Un hiver à l'eau : loin d'être une mission impossible
La neige cède de plus en plus de terrain à la pluie durant les hivers québécois. Mais serait-il possible d'en arriver à avoir un hiver avec plus de pluie que de neige? Oui c'est possible. À certaines conditions.
Une tendance
Quand on pense à un hiver québécois, on pense à la neige. Cette réalité demeure pour la plupart des régions. Mais il semble y avoir des brèches qui se créent dans cette réalité. Surtout pour le sud de la province. À la lumière des données des normales en évolution au Québec, on pourrait penser qu'un hiver dominé plus par la pluie que par la neige est en train de devenir une réalité.
La neige en avance
Historiquement, sur une longue période, la quantité de neige observée en hiver au Québec est nettement plus grande que la pluie. Il y a tout de même des nuances, et elles sont de plus en plus importantes. Selon la moyenne des 30 dernières années, les précipitations sous forme de pluie totalisent 63 % du total des chutes sous forme de neige à Montréal.
Les chiffres
Dans le cas de Québec et de Gaspé le total de pluie représente respectivement 34 % et 30 % du total en neige. Pour ces deux villes, la marche est donc très haute si on veut que la pluie l’emporte sur la neige. Mais pour la région de Montréal, l'écart est beaucoup moins important. Voyons ce qu'en disent les chiffres pour les hivers de 1991 à 2020.
Il faut savoir que l'on considère que l'eau contenue dans la neige représente habituellement un dixième du volume d'eau sous forme liquide. En d'autres mots, si vous faites fondre 10 cm de neige, vous finirez avec 10 mm d'eau. Avec un écart plus serré pour Montréal, on serait portés à croire qu'un hiver avec plus de pluie que de neige y est possible. Avec raison, car ça s'est produit six fois depuis 1942, soit lors des années 1980, 1981, 1983, 2007, 2012 et 2013.
Encore El Niño
Qu'est-ce qui peut expliquer un tel dérèglement en faveur de la pluie en hiver? Une partie de la réponse pourrait être El Niño. Le phénomène était présent lors de quatre des six hivers en pluie à Montréal. Il faut dire que les hivers doux favorisent évidemment la pluie au détriment de la neige. Et souvent, El Niño pousse dans le sens de la douceur.
Mais d'autres éléments sont à considérer. Le mois qui se détache dans de telles situations est décembre, qui est le plus chargé en pluie. Normal quand on considère que la valse-hésitation du début de nos hivers ouvre la porte à la pluie.
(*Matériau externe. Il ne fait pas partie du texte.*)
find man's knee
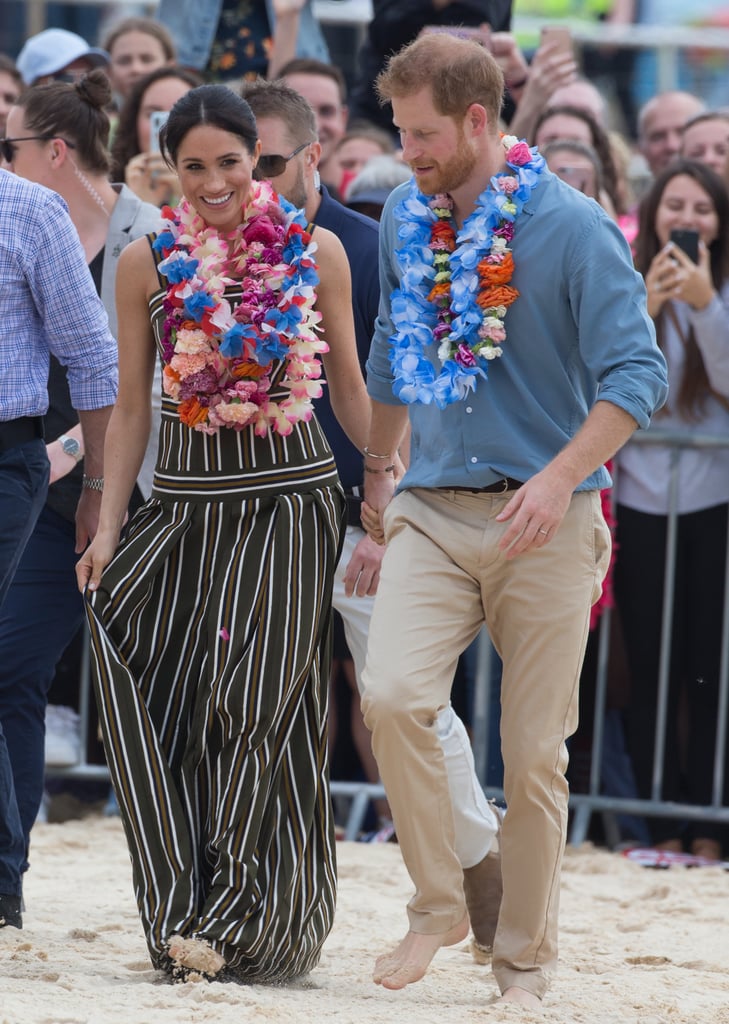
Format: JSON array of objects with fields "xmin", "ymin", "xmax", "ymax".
[{"xmin": 361, "ymin": 669, "xmax": 438, "ymax": 732}]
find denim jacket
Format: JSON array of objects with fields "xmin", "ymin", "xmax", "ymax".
[{"xmin": 155, "ymin": 0, "xmax": 330, "ymax": 71}]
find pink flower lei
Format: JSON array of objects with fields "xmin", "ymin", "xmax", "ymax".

D'ailleurs, lors de cinq des six hivers plus arrosés qu'enneigés à Montréal, décembre a été le mois qui a reçu le plus de pluie de tout l'hiver.
Un déficit général
On s'en doute, les hivers plus susceptibles de connaître de la pluie plutôt que de la neige sont les hivers plus doux que la normale. Mais également les hivers où les précipitations totales sont sous la moyenne, en raison du déficit de neige. Dans chacun des cas lors de ces hivers, la neige est tombée sous la normale pour les mois de décembre, janvier et février. Le déficit de neige donne une chance à la pluie de combler l'écart.
Revenons aux six hivers plus arrosés qu'enneigés à Montréal. Quatre de ces hivers ont été plus doux que la normale. Et dans cinq cas sur six, les précipitations ont été sous la moyenne annuelle. Lors des six hivers sur six, il y a eu moins de neige que la moyenne. C'est donc plus la neige qui a manqué que la pluie qui a été en excès.
Dans une classe à part
On dit souvent que l'exception confirme la règle, et c'est peut-être le cas de 2019. C’est le seul cas avec plus de neige que la normale, quoique de très peu. Et assez curieusement, c'était un hiver froid, au cours duquel la pluie a tout de même tenu son bout. De fait, le gros de la pluie est tombé en décembre lors de l’installation de l’hiver. Une partie de la pluie de l’hiver est tombée en pluie verglaçante en raison du froid.
Une autre réalité
Si on monte un peu au nord, soit à Québec, la réalité change. Pour que la pluie surpasse la neige, on se rapproche de la mission impossible. C'est arrivé une seule fois depuis 1943, en 2004. Finalement à Gaspé, il y a eu plus de pluie que de neige une seule fois, en 2022-2023. Avant l'hiver dernier, la neige dépassait largement la pluie dans cette région. Une seule fois le combat a été un peu serré, en 1996-1997. On avait compté 132 mm de pluie contre 167 cm de neige.